The ECA also found that the reasoning behind the targets was unclear, with the EU’s domestic mining capacity sitting just two percentage points below the 10% target when it was originally set.

“However, for many individual materials such as natural graphite or rare earth elements, the EU was far from reaching the target level,” the report added.

Other recommendations by the auditing institution included improving the granularity of trade data, making sure that future raw material targets are justified, and tracking EU funding for projects related to critical raw materials.

The ECA also suggested expanding the act’s eligibility for strategic projects to include more critical raw materials. Under the CRMA, strategic projects – which typically benefit from faster processing times and facilitated access to funding – do not receive direct EU funding.

The projects are spread across 13 member states and are aimed at boosting domestic raw material capacities. “Many selected projects will struggle to secure supply for the EU by 2030, in particular the ones in early stages of development or lacking offtake agreements with EU-based customers,” it said. 
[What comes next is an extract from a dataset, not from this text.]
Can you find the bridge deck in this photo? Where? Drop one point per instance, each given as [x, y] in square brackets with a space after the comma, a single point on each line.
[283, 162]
The report flagged, too, the lack of direct impact produced by strategic partnerships, including the EU-Mercosur agreement with Argentina, Brazil, Paraguay and Uruguay, which has not yet been ratified by each EU country.

However, some progress has been made over the past five years, Pentus-Rosimannus noted. 

“I think the understanding of the urgency is definitely there,” she said. “If you compare where we stand now to five or 10 years ago, then the several initiatives that have been introduced have given an extra push to all the developments.”